Why was Ibex goat so important to ancient Iranians? Cause the beginning of the mating season of Ibex goats in this part of the world, Oct/Nov, coincides with the arrival of life giving rains, and with the beginning of the cool, wet half of the year...


Susa climate

Goats were so symbolically powerful, that kings, when they wanted to look really important, depicted themselves carrying baby goats...

I talked about this in my post "Goat carrier"...Follow the links in the article to read more about the the Goat of Rain...

So, Goat of Rain, animal calendar marker for Oct/Nov...

What about flamingos? This is Greater Flamingo

And in Oct/Nov, at the same time when The Goat of Rain starts mating, huge flocks of Greater Flamingos arrive from their northern breeding grounds in Central Asia, to their wintering grounds in the warm Southern Mesopotamian marshes...

Unfortunately, not for much longer...Thousands are caught every year by poachers in both Iraq and Iran and are sold either "alive, to people who want to decorate their gardens with living Flamingos" or "dead, to people who like eating roast Flamingos"...

Two articles about migratory bird (and flamingo) poaching in: Iraq and Iran...

Now Susa is located in Khuzestan Province

When I started looking at the flamingos in Khuzestan, the first article that I came across was this one that talks about a mating colony of Greater Flamingos in Khuzestan Shadegan Ponds...

Flamingos mate there between April and August...So that screws up the interpretation of the Susa vase flamingos as animal calendar marker for Oct/Nov...

Maybe ibex mating season marks the beginning and flamingo mating season marks the end of the cool wet half of the year???


Well...

The problem is that all the papers about Flamingos in Iran are citing Lake Urmia as the main Greater Flamingo nesting ground in Iran...


For instance, in "FlamingosBy Janet Kear, Nicole Duplaix-Hall we can read that:

"Lake Rezaiyeh (Urmia) is the main Greater Flamingos breeding ground...Southern marshes (including Khuzestan Shadegan marshes) wintering grounds..."

The problem is that the lake Urmia has all but disappeared over last 20 years...

It almost completely dried out...

Which means that the Iranian Greater Flamingos had to find some other place to nest...Or die out...
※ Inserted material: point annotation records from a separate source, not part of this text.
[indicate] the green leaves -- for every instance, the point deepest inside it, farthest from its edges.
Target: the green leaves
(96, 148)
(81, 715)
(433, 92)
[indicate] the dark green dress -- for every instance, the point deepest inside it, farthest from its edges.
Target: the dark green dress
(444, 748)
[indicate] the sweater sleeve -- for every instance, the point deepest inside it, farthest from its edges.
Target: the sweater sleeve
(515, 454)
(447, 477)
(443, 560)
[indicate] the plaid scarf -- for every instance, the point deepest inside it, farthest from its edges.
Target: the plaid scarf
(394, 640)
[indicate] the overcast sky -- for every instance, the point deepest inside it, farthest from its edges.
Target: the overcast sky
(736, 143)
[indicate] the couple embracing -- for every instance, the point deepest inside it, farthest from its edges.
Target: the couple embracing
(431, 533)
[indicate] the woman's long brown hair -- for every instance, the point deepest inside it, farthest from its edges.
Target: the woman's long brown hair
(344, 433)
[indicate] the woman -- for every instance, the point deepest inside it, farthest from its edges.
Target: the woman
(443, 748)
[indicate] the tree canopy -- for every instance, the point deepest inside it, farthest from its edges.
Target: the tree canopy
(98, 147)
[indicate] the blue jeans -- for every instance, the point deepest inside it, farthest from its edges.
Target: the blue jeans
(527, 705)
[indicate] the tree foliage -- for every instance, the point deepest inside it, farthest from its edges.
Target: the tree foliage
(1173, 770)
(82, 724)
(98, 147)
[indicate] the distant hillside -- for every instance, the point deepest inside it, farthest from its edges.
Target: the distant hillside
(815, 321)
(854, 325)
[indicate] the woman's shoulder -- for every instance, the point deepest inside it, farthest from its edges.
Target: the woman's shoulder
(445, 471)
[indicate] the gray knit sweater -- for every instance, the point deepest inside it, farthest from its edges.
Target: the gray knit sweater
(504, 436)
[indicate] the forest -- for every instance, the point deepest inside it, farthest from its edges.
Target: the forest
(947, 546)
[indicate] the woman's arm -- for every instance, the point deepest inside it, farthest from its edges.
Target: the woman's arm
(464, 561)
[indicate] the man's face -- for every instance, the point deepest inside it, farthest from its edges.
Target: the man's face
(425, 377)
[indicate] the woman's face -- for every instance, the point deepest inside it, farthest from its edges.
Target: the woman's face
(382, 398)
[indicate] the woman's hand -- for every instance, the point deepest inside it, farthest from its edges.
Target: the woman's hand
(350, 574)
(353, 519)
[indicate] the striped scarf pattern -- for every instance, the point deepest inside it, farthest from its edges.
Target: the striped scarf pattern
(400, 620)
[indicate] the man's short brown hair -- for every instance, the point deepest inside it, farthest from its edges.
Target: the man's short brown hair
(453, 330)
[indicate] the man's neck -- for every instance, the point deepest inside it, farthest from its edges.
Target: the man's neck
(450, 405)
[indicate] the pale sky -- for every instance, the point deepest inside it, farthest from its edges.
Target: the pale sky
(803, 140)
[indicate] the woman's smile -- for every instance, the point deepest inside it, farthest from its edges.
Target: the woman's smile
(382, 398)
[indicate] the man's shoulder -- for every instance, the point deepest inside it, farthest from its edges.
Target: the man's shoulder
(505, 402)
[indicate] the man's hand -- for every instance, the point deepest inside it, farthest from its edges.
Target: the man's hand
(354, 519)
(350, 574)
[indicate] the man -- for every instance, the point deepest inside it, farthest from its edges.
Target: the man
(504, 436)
The 2017 "Birds of Iran: Annotated Checklist of the Species and Subspecies" by Abolghasem Khaleghizadeh, Kees Roselaar, Derek A. Scott, Mohammad Tohidifar, Jiří Mlíkovský, Michael Blair & Pavel Kvartalnov, says:

"Greater Flamingo: Formerly an abundant breeding bird at Lake Urumiyeh, Azarbaijan...common winter visitor to...Khuzestan and entire south coast..."

But:

"recently found breeding in...Khuzestan (at Shadegan)"

So it seems that the birds now nesting in Khuzestan have moved there after their native habitats in Central Asia (listed in "Zoogeographical results of the bicentennial study of the northern part of the asian population of Phoenicopterus roseus" by Boris Yu. Kassal) and the ones in Northern Iran were destroyed...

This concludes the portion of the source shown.